O decreto também prevê a criação de um sistema oficial de verificação de idade, desenvolvido pelo próprio governo, que poderá ser utilizado nos sites e aplicativos. A proposta inclui salvaguardas para proteger dados pessoais, proibindo o rastreamento de identidade, histórico de navegação ou registros de solicitações e verificações realizadas pelos usuários.

Movimento internacional de restrição

O Brasil acompanha uma tendência global de maior controle sobre o acesso de jovens à internet. A Espanha apresentou proposta para restringir o uso de redes sociais por adolescentes, enquanto pelo menos dez países europeus e a própria União Europeia discutem medidas semelhantes.

Até o momento, não foram detalhados os procedimentos técnicos de verificação obrigatória nem as penalidades para empresas que descumprirem as regras.
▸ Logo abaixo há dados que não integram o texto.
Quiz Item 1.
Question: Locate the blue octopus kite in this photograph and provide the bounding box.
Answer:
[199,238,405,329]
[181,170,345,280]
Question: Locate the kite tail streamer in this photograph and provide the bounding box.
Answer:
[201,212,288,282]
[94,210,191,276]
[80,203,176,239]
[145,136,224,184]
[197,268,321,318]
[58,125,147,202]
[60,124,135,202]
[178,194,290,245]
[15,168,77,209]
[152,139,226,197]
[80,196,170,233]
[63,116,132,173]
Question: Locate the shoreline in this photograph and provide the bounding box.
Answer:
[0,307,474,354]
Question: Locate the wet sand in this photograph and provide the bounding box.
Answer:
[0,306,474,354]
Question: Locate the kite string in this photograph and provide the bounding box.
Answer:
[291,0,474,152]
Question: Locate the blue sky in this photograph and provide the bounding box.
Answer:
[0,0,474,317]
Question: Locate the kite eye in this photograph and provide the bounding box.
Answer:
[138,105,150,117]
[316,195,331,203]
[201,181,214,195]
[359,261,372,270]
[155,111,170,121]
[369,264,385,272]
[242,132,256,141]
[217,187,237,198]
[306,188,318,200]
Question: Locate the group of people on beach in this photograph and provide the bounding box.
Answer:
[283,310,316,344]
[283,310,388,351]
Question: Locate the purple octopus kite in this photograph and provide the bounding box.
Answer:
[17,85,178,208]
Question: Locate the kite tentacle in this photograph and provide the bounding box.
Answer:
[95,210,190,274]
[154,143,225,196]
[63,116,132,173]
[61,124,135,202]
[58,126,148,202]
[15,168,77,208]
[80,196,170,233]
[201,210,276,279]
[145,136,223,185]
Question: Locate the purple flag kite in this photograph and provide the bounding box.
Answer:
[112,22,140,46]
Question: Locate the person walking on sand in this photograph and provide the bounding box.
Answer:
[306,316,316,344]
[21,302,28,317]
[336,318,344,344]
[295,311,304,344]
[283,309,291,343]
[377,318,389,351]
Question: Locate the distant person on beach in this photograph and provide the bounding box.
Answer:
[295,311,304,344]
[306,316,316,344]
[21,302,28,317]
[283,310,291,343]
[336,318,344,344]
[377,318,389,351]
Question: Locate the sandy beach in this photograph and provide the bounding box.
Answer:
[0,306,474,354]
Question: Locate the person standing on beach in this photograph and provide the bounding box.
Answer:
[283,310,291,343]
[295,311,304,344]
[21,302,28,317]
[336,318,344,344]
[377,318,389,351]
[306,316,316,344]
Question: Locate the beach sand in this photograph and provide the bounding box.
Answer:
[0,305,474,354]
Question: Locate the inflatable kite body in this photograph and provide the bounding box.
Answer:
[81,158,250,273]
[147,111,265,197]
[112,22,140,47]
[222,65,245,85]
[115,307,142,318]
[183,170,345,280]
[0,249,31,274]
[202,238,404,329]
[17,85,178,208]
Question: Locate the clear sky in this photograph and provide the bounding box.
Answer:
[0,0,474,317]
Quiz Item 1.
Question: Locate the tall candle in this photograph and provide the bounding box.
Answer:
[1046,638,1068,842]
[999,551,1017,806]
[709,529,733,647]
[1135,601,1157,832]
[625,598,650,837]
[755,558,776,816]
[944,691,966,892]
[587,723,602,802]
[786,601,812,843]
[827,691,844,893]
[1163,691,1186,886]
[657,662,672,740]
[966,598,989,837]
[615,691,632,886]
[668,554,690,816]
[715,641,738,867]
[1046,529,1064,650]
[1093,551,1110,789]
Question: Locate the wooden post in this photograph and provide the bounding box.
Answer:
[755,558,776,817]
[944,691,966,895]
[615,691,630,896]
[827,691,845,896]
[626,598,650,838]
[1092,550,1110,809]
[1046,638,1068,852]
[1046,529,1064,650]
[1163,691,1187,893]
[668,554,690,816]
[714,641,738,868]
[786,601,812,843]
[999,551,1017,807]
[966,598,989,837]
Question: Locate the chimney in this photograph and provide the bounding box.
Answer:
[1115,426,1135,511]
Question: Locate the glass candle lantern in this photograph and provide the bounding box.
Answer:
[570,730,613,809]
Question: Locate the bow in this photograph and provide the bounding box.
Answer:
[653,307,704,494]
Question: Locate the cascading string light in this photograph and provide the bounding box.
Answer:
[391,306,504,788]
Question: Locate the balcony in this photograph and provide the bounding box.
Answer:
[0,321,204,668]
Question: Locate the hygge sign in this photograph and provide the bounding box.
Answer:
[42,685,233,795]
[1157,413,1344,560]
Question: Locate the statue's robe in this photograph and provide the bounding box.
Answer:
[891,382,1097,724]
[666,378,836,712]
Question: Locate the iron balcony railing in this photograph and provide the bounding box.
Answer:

Contexto político e regulatório

O país tem intensificado a regulamentação das plataformas digitais desde os ataques aos prédios dos Três Poderes, ocorridos em 8 de janeiro de 2023, em Brasília. Após os episódios, o governo do presidente Luiz Inácio Lula da Silva passou a defender maior responsabilização das empresas de tecnologia.

Parlamentares de oposição têm criticado propostas de regulação, alegando risco de censura. Apesar disso, o Supremo Tribunal Federal decidiu no ano passado pela ampliação da responsabilidade das redes sociais sobre conteúdos ilegais publicados em suas plataformas.

O Congresso Nacional também analisa um projeto de regulamentação da inteligência artificial, cuja votação pode ocorrer ainda em 2026.

Até a publicação oficial do decreto, o governo não divulgou posicionamento detalhado sobre os dispositivos finais da norma.